Asking someone to name their favourite movie is often like asking them to pick a favourite child, but does the same thing apply to critics? Apparently, it does, since Roger Ebert named one review as his favourite of the thousands upon thousands of them that he’d written.

Most critics who were or have been in the business for anywhere near as long as Ebert, who enjoyed a professional career that stretched from 1967 until 2013 and covered newspapers, television, and the internet, would struggle to reach that far back into their memory banks to single out one filmic assessment they held the closest to their hearts, especially if it was one of their earlier ones.
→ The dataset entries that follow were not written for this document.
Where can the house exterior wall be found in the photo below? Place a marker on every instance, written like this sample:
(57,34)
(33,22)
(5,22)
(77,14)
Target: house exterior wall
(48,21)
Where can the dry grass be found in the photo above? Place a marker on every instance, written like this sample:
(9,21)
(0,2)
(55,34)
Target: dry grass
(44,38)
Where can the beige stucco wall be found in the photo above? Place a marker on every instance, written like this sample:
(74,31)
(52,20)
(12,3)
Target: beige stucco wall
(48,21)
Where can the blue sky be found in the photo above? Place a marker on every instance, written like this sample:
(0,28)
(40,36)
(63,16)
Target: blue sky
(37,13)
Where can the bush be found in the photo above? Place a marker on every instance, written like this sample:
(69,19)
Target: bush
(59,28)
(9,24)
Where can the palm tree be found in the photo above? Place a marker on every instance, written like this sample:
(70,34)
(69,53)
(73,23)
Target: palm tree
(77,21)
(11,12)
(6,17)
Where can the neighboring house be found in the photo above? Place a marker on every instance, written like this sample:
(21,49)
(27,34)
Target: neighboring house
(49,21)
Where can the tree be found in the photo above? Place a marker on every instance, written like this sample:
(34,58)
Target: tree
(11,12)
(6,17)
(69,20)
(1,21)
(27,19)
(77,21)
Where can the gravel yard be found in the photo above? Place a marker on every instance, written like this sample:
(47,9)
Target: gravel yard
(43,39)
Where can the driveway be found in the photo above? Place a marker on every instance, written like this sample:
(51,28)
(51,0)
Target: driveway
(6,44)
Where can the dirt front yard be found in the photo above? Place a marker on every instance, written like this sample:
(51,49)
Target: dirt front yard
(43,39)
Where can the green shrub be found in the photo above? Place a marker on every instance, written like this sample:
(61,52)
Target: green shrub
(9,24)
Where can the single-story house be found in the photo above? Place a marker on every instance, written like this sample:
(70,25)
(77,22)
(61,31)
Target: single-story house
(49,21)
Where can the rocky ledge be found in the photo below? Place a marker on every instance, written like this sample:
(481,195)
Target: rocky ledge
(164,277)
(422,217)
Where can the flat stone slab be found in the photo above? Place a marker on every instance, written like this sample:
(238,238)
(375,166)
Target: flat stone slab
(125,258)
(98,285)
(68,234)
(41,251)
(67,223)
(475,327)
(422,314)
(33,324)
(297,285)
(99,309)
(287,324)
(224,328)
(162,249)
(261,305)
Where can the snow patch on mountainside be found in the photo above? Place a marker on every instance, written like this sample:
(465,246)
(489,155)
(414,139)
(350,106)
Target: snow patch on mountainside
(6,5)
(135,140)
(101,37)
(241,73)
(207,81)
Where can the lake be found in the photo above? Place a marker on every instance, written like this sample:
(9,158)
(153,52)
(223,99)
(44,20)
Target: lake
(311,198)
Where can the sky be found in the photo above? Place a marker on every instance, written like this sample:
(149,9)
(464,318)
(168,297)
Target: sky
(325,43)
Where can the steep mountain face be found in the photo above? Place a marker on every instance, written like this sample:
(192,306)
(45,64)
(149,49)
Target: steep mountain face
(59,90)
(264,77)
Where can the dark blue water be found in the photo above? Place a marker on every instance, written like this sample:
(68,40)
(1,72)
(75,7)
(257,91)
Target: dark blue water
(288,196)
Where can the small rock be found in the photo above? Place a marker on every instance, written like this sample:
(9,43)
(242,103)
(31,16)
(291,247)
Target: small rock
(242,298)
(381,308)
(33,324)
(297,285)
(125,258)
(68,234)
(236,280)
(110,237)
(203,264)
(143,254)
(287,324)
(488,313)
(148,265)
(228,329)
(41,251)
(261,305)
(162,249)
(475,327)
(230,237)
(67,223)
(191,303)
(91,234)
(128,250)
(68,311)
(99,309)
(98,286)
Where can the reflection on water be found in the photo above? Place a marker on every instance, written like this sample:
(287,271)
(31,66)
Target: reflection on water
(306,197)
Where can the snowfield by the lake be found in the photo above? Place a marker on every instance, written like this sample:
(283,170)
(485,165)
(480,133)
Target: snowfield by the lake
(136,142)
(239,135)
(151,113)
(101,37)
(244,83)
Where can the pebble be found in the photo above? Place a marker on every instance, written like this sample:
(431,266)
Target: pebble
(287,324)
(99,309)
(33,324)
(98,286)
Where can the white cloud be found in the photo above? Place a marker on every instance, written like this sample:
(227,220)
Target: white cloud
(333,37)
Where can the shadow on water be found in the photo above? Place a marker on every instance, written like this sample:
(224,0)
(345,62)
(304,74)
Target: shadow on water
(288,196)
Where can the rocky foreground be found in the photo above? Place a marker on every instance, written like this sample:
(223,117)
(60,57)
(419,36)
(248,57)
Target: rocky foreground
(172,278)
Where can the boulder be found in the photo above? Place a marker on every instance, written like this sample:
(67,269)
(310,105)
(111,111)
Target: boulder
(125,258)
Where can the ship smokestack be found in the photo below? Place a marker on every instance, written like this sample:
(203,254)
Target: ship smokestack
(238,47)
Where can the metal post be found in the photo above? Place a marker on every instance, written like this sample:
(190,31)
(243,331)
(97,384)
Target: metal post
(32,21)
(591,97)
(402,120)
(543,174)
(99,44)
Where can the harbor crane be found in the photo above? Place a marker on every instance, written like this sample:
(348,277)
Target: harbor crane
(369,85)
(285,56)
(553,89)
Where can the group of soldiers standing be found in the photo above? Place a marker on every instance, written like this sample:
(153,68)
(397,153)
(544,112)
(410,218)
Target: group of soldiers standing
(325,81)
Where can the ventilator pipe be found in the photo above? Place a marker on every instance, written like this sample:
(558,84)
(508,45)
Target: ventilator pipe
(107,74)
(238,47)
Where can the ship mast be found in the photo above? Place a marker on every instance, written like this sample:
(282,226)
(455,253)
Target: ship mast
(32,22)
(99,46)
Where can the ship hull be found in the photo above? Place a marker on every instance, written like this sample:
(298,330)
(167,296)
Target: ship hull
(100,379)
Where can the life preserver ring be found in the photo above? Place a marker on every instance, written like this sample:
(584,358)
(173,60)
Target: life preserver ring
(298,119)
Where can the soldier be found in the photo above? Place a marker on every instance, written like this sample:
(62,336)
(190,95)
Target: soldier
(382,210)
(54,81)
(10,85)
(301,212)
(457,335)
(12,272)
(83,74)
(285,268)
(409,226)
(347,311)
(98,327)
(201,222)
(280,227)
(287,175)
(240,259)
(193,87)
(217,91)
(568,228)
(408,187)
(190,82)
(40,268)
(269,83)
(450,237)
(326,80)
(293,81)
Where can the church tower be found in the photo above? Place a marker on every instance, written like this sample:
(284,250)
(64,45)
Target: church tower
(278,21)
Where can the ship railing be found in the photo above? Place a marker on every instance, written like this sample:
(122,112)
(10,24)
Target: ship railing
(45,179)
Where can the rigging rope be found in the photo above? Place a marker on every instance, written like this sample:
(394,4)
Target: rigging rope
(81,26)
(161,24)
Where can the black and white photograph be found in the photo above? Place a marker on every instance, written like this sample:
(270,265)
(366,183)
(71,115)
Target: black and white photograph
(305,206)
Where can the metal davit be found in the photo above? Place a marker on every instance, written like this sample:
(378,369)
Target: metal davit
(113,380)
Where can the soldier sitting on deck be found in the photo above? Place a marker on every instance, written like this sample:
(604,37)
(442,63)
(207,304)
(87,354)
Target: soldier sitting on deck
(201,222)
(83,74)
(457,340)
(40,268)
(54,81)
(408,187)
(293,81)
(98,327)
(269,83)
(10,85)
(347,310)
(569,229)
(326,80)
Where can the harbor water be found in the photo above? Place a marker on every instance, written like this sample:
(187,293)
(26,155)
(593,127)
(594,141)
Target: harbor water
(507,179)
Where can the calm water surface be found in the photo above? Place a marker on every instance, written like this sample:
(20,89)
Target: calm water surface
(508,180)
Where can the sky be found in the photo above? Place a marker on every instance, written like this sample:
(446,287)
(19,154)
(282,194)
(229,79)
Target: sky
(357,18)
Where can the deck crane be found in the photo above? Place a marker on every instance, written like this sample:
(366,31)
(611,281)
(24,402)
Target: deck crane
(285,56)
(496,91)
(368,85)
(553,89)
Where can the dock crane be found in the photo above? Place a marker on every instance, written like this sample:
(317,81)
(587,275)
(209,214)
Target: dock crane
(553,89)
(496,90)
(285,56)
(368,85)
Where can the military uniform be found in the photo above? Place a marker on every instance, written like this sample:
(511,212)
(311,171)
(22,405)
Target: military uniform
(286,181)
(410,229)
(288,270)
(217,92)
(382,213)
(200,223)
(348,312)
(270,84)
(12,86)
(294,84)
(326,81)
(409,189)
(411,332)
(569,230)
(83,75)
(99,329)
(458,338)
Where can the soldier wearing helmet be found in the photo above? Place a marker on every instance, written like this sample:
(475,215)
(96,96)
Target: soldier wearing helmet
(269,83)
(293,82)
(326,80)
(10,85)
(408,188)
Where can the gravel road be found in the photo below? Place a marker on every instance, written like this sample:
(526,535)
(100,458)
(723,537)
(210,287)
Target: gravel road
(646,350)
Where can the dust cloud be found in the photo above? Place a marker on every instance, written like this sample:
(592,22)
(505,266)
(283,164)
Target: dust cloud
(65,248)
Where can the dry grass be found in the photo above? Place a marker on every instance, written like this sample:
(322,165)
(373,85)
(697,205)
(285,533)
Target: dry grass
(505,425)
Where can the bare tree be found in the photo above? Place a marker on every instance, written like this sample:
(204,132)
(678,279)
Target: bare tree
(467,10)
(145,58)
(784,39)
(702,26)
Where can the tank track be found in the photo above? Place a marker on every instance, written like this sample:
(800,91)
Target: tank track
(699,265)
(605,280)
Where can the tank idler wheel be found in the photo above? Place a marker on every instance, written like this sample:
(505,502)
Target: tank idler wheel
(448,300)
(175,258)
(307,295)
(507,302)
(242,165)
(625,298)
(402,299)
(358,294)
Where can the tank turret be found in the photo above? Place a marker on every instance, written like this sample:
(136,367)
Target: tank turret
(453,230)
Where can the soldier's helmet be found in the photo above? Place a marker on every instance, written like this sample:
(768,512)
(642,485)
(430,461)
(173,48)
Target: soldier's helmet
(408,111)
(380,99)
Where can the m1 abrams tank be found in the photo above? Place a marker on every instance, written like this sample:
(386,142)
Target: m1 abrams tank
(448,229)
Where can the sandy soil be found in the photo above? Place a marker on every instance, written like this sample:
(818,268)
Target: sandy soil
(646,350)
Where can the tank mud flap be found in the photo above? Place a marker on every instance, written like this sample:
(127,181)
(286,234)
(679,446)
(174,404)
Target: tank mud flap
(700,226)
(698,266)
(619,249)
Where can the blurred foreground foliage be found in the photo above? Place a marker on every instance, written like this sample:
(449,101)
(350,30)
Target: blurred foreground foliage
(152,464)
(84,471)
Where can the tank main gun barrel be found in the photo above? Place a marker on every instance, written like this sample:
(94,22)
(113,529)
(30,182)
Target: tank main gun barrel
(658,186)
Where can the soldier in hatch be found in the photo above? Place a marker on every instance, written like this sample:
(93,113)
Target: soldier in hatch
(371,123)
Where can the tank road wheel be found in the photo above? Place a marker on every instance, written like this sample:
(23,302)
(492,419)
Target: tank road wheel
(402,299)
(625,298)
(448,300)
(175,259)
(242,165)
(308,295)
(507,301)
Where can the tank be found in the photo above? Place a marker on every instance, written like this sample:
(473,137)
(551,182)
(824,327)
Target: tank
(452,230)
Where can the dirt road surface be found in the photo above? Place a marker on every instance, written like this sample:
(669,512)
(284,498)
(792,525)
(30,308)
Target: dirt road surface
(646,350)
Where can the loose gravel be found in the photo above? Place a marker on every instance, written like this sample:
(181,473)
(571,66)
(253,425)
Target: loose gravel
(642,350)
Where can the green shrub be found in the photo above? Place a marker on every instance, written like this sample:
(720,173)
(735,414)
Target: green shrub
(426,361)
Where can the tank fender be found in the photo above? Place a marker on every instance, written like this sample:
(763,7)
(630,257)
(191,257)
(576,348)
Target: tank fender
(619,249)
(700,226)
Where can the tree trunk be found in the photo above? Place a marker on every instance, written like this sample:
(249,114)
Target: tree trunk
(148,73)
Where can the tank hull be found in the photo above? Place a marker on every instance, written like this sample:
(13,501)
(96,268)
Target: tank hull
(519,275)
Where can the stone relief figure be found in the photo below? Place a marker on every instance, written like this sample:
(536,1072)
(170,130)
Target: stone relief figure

And yet, for over four decades, the thumbs-up/thumbs-down favourite never forgot. It’s a bit on the self-congratulatory side, with Ebert acknowledging that he was one of the few who were ahead of the curve, but when you’ve penned over 10,000 of them, and you’ve still got one that you’d happily place at the head of the back, he was allowed to pat himself on the back a little bit.

The year after his first review was published, he sat in for a screening of an ambitious, existential, and innovative epic, one that wasn’t greeted as rapturously as it would be in the years to come. In fact, one of the earliest public showings of Stanley Kubrick’s 2001: A Space Odyssey was defined more by the number of people who walked out than the seminal picture’s endless merits.

Today, it sounds preposterous for one of the greatest movies ever made, and almost certainly the single most influential sci-fi flick in cinema history, to struggle with winning approval from critics. That’s exactly what happened, though, with the auteur’s inimitable vision splitting opinion down the middle, with as many reviews showering it in praise as there were ones that heaped it with derision.

Ebert was one of the earliest adopters of the now-standard ‘2001 is an era-defining masterpiece’ school of thought, and when asked to name his favourite review that he’d ever written, that was precisely why. “I’m pleased that I reviewed 2001 on the night of its first public screening,” he reflected. “And got it right, when the initial reaction was largely negative.”

Even at the time, he saw how the film had split its audience into two distinct camps. “To describe that first screening as a disaster would be wrong,” he wrote in his self-appointed finest review. “For many of those who remained until the end knew they had seen one of the greatest films ever made. But not everyone remained.”

He even remembered ‘Golden Age’ icon Rock Hudson asking, “Will someone tell me what the hell this is about?” but Ebert was in on the ground floor, and he knew from the second the credits rolled that he’d witnessed the maiden showing of a masterwork, even if it took some people longer to come around to the same way of thinking.

These days, nobody’s going to bat an eyelid when you call 2001 an all-timer, because it is. However, back in ’68, it was hardly a universally accepted truth, which is why it remained Ebert’s favourite-ever of his own reviews.